Se não são suficientes para demonstrar um possível desconforto, esses embaraços ao menos sugerem alguns impasses com os quais se depararam alguns geógrafos visceralmente ligados ao CNG, nos antecedentes mais próximos do final da primeira metade dos anos 1940, quando então despontaram alguns resultados concretos na execução das metas de povoamento e colonização propaladas na Campanha Marcha para o Oeste. Na esteira desses fatos, cremos ser possível extrair a emergência de uma necessidade compartilhada pela comunidade ibegeana, de lapidar as iniciativas que até aquela data haviam sido postas em andamento. Cônscios da necessidade de maiores ponderações acerca do modus operandi das políticas de interiorização do Estado, os geógrafos brasileiros partiram para os Estados Unidos, como já mencionado, a fim de buscar novos conhecimentos de planejamento regional afeitos ao processo de ocupação do território, o que representou, uma medida efetivada sob a insígnia de um processo de

revisão das políticas de povoamento do Estado Novo, sem que isso derivasse num completo abandono de suas principais preocupações. De maneira correlata e subsidiando essa última afirmação, o desembarque de Waibel no Brasil, munido de conhecimentos atinentes à colonização dirigida, também pode ser assim interpretado. Em outras palavras, cabe considerar a relação entre esses fatos e as condições já presentes naquele momento para que borbotasse o que se poderia chamar de um espírito de “balanço” sobre a eficácia que essas políticas haviam logrado atingir na primeira metade dos anos 1940.

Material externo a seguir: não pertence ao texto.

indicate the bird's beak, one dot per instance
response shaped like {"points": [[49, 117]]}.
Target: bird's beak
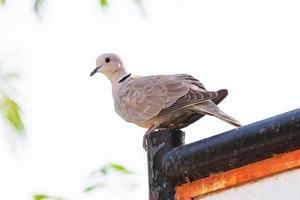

Voltando-se os olhos para aqueles idos, neles parece terem se condensado certas demandas de mobilização para o corpo técnico-científico do CNG, incitando-o a angariar instrumentos de pesquisa mais hábeis para levar adiante a obra de povoamento e integração do território iniciada segundo as aspirações propaladas na referida Campanha. Nessa perspectiva, tratava-se não somente de um “balanço” dos princípios que até então haviam norteado as ações palpáveis desse programa como também da arregimentação de um elenco de novas idéias que pudessem impulsionar e aparelhar a perseguição de seus objetivos em bases mais seguras, visando diluir aqueles constrangimentos iniciais. Assim, para os geógrafos ibegeanos que haviam iniciado suas carreiras nas guarnições do regime estadonovista e se engajado cerradamente na realização de suas prerrogativas, essas demandas não parecem ter sido de somenos importância, mesmo quando deflagrada a transição política dos anos 1945-1946. Ao contrário, pode-se admitir que esse novo contexto tenha reservado espaço para a oferta de contribuições de caráter científico dirigidas a subsidiar as políticas de povoamento do Estado18.